While justifications for honour crimes no longer exist on paper, they remain present in collective memory and re-emerge any time a man kills a woman from his family
According to Menem, “it would be difficult to find numbers related to these cases since the abolition of the laws that justified ‘honour killings’, as these cases now fall under criminal law and are considered murders”. Menem added: “Although there is no evidence to confirm it, it is possible that crimes of such kind have decreased since the criminalisation of honour killing.”
Have the media failed women again?
Laws justifying ‘honour’ crimes have been abolished in Syria by several authorities. But why does the media continue to refer to such incidents in those terms? BBC Arabic, like other media outlets including openDemocracy, used the in quotation marks in its reporting on the Al Hassakah murder.

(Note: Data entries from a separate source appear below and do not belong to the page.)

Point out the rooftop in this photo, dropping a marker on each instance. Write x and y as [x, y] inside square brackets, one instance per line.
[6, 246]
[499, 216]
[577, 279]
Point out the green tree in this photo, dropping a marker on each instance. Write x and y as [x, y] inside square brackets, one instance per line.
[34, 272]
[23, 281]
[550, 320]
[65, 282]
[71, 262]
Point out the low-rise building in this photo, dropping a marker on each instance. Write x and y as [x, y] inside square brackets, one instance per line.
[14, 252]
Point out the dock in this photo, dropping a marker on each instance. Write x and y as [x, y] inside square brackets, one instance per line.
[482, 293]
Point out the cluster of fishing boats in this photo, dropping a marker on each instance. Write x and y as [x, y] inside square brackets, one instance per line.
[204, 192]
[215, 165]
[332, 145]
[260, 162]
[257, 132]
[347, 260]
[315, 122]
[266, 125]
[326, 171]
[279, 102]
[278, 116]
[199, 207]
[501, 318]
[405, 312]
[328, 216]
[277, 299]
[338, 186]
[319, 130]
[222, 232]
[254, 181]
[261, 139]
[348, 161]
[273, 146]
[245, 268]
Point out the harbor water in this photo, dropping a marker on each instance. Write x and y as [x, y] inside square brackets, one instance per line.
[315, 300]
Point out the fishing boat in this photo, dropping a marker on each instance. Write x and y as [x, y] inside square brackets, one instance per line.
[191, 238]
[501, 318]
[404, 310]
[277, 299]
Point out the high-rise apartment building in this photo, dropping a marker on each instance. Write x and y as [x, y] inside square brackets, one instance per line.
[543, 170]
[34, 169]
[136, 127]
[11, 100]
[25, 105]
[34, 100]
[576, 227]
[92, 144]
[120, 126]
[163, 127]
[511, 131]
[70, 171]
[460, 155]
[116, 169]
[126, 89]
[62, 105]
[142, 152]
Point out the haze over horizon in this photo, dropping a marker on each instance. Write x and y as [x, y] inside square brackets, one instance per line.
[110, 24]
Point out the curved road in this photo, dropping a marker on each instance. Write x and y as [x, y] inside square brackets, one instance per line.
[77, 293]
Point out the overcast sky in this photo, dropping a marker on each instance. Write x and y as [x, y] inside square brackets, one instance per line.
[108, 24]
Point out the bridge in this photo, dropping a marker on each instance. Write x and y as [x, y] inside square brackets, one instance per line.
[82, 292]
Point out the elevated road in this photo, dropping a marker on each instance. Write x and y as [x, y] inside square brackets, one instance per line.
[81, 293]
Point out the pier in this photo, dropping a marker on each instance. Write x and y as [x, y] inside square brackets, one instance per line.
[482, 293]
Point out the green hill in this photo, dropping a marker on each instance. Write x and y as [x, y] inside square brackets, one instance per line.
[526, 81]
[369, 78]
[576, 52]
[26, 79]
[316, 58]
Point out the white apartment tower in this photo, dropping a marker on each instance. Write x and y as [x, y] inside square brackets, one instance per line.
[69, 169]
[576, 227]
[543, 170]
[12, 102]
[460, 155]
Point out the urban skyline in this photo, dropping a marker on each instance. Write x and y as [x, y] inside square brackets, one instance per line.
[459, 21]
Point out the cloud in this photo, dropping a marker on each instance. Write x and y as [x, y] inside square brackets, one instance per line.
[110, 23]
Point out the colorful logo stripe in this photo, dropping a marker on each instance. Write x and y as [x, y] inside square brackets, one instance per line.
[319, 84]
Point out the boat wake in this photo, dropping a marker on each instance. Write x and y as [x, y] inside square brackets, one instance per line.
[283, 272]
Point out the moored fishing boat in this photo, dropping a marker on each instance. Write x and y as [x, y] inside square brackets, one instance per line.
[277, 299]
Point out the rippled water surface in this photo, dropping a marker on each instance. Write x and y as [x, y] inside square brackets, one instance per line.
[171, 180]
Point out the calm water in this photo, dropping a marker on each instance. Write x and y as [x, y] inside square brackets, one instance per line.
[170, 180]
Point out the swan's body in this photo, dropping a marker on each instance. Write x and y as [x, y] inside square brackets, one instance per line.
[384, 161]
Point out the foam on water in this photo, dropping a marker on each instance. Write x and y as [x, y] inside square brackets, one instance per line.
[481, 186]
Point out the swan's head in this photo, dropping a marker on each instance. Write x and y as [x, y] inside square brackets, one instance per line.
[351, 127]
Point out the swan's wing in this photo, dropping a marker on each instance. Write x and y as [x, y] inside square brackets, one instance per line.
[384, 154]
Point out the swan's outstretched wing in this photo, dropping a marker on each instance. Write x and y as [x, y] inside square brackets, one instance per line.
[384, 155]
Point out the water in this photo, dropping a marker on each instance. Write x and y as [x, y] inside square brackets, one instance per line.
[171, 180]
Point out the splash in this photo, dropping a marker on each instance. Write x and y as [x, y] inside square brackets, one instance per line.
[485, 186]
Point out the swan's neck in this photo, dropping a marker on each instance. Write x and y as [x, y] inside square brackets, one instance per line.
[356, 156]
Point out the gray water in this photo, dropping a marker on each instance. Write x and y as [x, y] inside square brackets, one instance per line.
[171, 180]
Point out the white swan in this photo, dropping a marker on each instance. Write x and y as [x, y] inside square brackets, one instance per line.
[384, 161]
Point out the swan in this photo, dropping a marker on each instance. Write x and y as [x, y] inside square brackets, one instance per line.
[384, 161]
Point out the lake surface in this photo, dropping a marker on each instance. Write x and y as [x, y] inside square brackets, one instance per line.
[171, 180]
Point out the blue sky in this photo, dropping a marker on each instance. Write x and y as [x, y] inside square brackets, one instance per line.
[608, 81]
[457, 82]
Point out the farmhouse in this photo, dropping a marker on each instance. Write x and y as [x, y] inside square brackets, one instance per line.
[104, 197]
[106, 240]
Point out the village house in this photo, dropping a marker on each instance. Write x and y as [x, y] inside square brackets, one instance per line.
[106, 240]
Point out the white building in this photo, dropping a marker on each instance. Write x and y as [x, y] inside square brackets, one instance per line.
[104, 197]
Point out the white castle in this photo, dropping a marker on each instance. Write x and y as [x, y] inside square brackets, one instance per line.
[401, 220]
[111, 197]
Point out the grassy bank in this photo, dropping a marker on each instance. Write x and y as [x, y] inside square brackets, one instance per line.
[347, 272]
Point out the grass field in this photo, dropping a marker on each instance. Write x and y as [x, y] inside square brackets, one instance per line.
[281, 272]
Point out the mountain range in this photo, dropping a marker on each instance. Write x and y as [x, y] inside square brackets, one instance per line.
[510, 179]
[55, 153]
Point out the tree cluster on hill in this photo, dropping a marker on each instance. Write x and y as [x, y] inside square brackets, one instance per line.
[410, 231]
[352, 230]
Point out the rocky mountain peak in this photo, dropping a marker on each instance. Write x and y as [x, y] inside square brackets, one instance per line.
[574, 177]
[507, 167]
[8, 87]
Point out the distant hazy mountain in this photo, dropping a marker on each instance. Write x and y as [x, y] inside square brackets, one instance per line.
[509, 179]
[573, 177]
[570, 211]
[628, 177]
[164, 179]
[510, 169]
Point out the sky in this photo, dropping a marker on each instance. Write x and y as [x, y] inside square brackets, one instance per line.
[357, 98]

The term was also widely used by social media users and platforms. For many, the term implies that the woman breached sociocultural norms prohibiting sexual relations outside marriage.
A founding member of the Syrian League for Citizenship and well-known activist, Sabah Hallak, commented on the incident by saying that “the media should highlight that the law excusing so-called honour killings was abolished”, and refrain from using the term. She added that the media should “play a role in documenting violations of such nature and analyse why women are being killed by male relatives”.
Sawsan Zakzak, a member of the Syrian Women’s League, said that there are several reasons why media outlets and activists continue to use the term ‘honour killing’. The crime in question resembles what people in Syria used to describe as 'honour' crime, said Zakzak, adding that article 192 of the Penal Code still gives legal grounds for crimes with “honourable motive”, whether committed by women or men, which in a way justifies so-called 'honour' crimes.
Zakzak said that the media and social media users have shown great solidarity with the case, but their framing may be unhelpful. “This honest mistake is taking us back to an era where so-called ‘honour crimes’ were tolerated. This proves that the term has not yet been rendered obsolete by the law change,” she said.
The pride that Alhamoudi’s family showed in disseminating the video, said Zakzak, shows the failure of the Syrian government's policies concerning the development of the region, not just in laws related to women.
Hallak noted that although the law justifying the crime has been abolished, there remains a “vacuum in the set of stipulated laws for the protection of women''. She called for a constitution that guarantees equality between men and women and one that ends discrimination against women in all laws and policies, and guarantees women’s freedom to choose their partners. Hallak also stressed on the importance of providing social and psychological support networks for women in Syria.
In response to the crime against Alhamoudi, hundreds of women in north-east Syria took to the streets in protest on Tuesday.
While justifications for honour crimes no longer exist on paper, they remain present in collective memory and re-emerge any time a man kills a woman from his family.
Changing people’s mentality requires collaborative social work to improve the status of women and girls. It is time for the Syrian and Arabic-speaking media to drop the term ‘honour killing’ altogether, as it inadvertently justifies the murder and violation of women and girls, and to join the league for change.